There are several limitations in our study. Firstly, we did not evaluate the machine learning model on external data from other sources. The reason is that currently it is not easy to find publicly available datasets with aims, purposes, and data structure similar to the dataset we used for training our model.

Secondly, an issue we did not address in this paper is about the interpretability of the results provided by the machine learning model. It is due to the difficulty of generating the saliency map for grouped images at once. Due to this difficulty, we are unable to explain our results in a clear and reasonable way. In the future we are planning to address this issue via more plausible approaches, by following recently-developed explainable AI methods such as those based on Local Interpretable Model-agnostic Explanation34 and Shapley additive explanations35.

Finally, although the machine learning model achieves 79.2% accuracy in the four-class classification task, it also has difficulty in classifying subjects who are in the moderate fatty liver condition. This difficulty may be due to several reasons. Although the moderate condition has a clear definition in terms of measurable quantities, such quantities may be difficult to be detected by only looking at the ultrasound images. In addition, the machine learning model sees the four fatty liver conditions as four distinct classes. It does not impose any quantitative order among the four fatty liver conditions. Moreover, the data were labeled by humans. As a result of that the data were still subject to human errors.

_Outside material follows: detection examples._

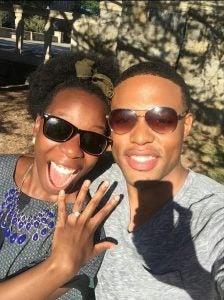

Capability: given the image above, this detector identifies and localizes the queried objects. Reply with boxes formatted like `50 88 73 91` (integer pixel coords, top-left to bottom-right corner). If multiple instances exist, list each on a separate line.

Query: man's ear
184 113 193 139
33 115 41 137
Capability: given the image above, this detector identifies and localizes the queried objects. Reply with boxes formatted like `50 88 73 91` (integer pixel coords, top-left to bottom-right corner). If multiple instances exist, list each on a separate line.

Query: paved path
0 37 70 65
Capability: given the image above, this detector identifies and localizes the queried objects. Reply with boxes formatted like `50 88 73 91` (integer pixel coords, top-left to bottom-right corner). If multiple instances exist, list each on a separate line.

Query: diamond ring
73 210 81 218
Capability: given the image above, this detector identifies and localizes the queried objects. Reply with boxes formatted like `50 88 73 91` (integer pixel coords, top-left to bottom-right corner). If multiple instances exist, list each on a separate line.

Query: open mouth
48 161 79 189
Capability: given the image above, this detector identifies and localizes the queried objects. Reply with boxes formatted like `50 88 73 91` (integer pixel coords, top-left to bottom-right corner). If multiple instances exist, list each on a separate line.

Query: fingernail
59 190 65 196
110 196 120 204
103 181 110 188
84 180 91 187
109 244 117 250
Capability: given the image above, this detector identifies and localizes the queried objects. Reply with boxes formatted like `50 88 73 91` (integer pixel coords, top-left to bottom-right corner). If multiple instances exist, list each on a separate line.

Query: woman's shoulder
0 154 19 171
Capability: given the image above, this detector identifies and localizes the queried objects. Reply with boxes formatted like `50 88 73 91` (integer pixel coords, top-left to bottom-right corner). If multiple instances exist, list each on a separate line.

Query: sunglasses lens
80 131 108 155
108 109 137 134
145 107 178 133
44 117 73 142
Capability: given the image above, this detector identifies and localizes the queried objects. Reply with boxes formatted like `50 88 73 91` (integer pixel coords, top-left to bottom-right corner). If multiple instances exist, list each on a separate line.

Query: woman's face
33 88 107 195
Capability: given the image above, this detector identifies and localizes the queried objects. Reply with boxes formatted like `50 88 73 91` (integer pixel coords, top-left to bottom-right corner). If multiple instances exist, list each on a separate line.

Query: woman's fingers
73 180 91 212
57 190 67 225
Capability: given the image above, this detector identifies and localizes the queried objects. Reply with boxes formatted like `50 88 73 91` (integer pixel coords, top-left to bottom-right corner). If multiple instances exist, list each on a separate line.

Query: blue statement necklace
0 164 56 245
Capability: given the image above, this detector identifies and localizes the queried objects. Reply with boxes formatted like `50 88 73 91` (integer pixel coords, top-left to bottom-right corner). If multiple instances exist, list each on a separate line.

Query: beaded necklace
0 164 55 245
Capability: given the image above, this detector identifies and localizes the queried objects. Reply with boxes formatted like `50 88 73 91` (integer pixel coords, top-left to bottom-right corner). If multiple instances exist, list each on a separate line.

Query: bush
24 15 45 32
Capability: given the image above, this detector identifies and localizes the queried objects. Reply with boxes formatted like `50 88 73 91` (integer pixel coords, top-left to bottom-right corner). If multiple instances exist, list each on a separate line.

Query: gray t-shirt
91 164 224 300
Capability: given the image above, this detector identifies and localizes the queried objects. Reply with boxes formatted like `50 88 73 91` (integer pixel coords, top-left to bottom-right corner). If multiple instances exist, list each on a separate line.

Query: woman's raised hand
51 180 120 277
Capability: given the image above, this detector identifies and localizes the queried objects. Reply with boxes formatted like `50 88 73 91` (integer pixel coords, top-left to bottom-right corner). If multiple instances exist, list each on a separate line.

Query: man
89 60 224 300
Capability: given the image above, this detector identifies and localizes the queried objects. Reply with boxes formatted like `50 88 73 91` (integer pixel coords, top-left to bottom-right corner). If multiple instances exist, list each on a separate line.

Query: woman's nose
130 117 155 145
59 134 84 158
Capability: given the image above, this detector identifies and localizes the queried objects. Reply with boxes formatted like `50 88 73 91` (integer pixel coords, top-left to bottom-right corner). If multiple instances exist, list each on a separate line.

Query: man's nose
130 117 155 145
59 133 84 158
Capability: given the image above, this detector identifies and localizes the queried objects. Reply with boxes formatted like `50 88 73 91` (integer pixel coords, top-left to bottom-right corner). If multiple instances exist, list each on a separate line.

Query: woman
0 53 119 300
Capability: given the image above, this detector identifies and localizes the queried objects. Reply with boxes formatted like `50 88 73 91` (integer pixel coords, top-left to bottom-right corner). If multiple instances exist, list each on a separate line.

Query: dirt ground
0 90 224 183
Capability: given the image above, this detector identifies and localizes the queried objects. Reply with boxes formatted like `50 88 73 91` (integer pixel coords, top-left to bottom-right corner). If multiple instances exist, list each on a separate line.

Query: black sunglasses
107 107 189 134
40 113 111 156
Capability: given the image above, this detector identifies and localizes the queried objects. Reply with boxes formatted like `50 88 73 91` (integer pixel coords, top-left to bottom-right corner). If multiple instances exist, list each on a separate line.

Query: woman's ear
184 113 193 139
33 115 41 137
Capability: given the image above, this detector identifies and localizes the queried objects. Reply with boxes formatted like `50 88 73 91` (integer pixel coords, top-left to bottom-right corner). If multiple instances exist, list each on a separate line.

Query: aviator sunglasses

In summary, we have presented a machine learning model for fatty liver classification. To train this model, we also have presented a dataset that consists of abdominal ultrasound image collected by Taiwan Biobank, one of the largest community-based biobanks in Asian populations. In this dataset each subject has a bundle of images sharing the same label at the subject level. It is contrast to previous studies8,9,10,11,12,13,14,15,16,17,18 in which each image in the training dataset has its own label. To fully utilizing these intra-individual correlated image data, the machine learning model relies on a hybrid neural network architecture, which firstly extracts features from these images and then organizes these features together by exploring their graph structure. The experimental results show that the machine learning model can achieve high accuracy in various classification tasks. To make the experimental results more robust, we also have presented a statistical procedure based on conformal prediction. This procedure serves to mitigate the risk of inaccurate results provided by the machine learning model, providing a formal statistical statement about the “confidence of the results”, and indicating under what probability the result may be incorrect. Under this statistical procedure, the machine learning model can further improve its performances in these classification tasks.